Cumhuriyet Halk Partisi (CHP) Genel Başkanı Özgür Özel, Kıbrıs Barış Harekatı'nın 50. yıl kutlamaları nedeniyle gittikleri KKTC'de Büyükelçi Metin Feyzioğlu'nun kendilerini karşılamamasına sert tepki gösterdi.
Protokol kuralları gereği devlet görevlisinin ana muhalefeti karşılaması gerektiğini anlatan Özel, "Şu anda Kıbrıs'taki büyükelçi dışında Kıbrıs'taki hiç kimseye kızgın değilim. Çünkü oradaki o çirkin planlama büyükelçinin sorumluluğunda" dedi.
SÖZCÜ TV'de Uğur Dündar'ın sorularını yanıtlayan Özel'in sözlerinden satırbaşları şöyle:
Erdoğan'a ilk adımı ben attım
Son seçimlerdeki ana muhalefet partisinin genel başkanı ülkenin Cumhurbaşkanıyla bayramlaşmıyor, Anıtkabir'de bile el sıkışmıyor, camide bile göz göze gelmiyor. Ben bu tabloyu şahsen doğru bulmam. ülkeyi yönetmeye talip olan ve son seçimlerde birinci parti olmuş, bugün seçim yapılsa bütün anketlerde birinci parti çıkan bir partiye bu tablo yakışmaz. O yüzden ilk adımı ben attım.
22 yıl boyunca Tayyip Beyin partisi birinci partiydi. 22. yılın sonunda biz birinci parti olduk. Bugün seçim olsa biz iktidarız. O yüzden ilk telefonu ben açtım, ilk ziyarete ben gittim. Sonra da onlar bize geldi. Ben buna 'normalleşme' diyorum. Biz düşman değiliz. Biz bu ülkenin birinci ve ikinci partisiyiz.
Metin Feyzioğlu'nun şikayet edecek
Ülkemizde bir protokol var. Protokolde sayın Cumhurbaşkanı var, sayın Meclis Başkanı var, Ana muhalefet partisi var ve daha sonra diğer siyasi partiler var. Ben Türkiye'de protokolde üçüncü sıradayım, beni karışılama görevleri arasında ve dünyanın neresine gidilirse gidilsin ana muhalefet lideri büyükelçileri bizi havalimanlarında karşılıyorlar. Gelemeyebilirse elçilikten biri gelir. Hiç kimse yoksa çaycısı gelse başımızın üstünde yeri vardır çünkü Türkiye Cumhuriyetini karşılıyordur.
CHP'ye kini var
Biz Kıbrıs'a gittik ve bu ikinci gidişim, kendi yok (hadi CHP ile bir geçmişin var, belki bir kinin var) sen görev olarak orada bulunmak zorundasın. Kendin gelmezsen birini yolla. O yollanmayan kişiler de çok üzülüyordur ben eminim. Şu anda Kıbrıs'taki büyükelçi dışında Kıbrıs'taki hiç kimseye kızgın değilim. Çünkü oradaki o çirkin planlama büyükelçinin sorumluluğunda.
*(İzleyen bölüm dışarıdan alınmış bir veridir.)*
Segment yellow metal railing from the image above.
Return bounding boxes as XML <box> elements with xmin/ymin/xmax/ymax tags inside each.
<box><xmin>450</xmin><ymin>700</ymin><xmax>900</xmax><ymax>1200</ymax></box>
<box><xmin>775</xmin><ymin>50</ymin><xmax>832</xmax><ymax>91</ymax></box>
Bugün açıklama yapmış beyefendi, "Biz sadece bakanları karşılarız. Partileri karşılamayız" diye... )Bakan benden sonra geliyor protokolde. Parti dediği de Ana muhalefet partisi...) Bir de Özgür beyi görmedim, görsem selamlardım diyor. Ekranlarda bütün Türkiye, bütün dünya gördü. Cumhurbaşkanı'nın iki yanındayım ben. Bu beyzade AK Parti masasına gidiyor bizim masamıza gelmiyor.
Bu kişi tek adam rejimine karşıydı
Bize ne garezi var bilmiyorum. Bildiğim bu kişi muhalifti, tek adam rejimine karşıydı. Sonra ne olduysa oldu 180 derece döndü. Büyükelçilik verdiler, kendi meslektaşları bunu aforoz ettiler. Bu sanki benim suçummuş gibi Atatürk'ün partisine kafa tutuyor şimdi. Büyükelçi olmasa ben ona diyeceğimi biliyorum da arabasında Türk bayrağı taşıyor...
Ben değerlendirmeyi Dışişleri Bakanlığı'na bırakıyorum. Ben ona bir kulp takarım onu öyle kullanırlar ama bu doğru değil. Bu hazımsızlıktan geliyor. Dönekler çok Ortodoks olur. Söylenecek çok söz var da taşıdığı bayrağa saygıdan söylemiyorum. Biz yaşadığımız rahatsızlığı Dışişleri'ne bildireceğiz. Gereğini yapmak da Dışişleri'ne kalmış.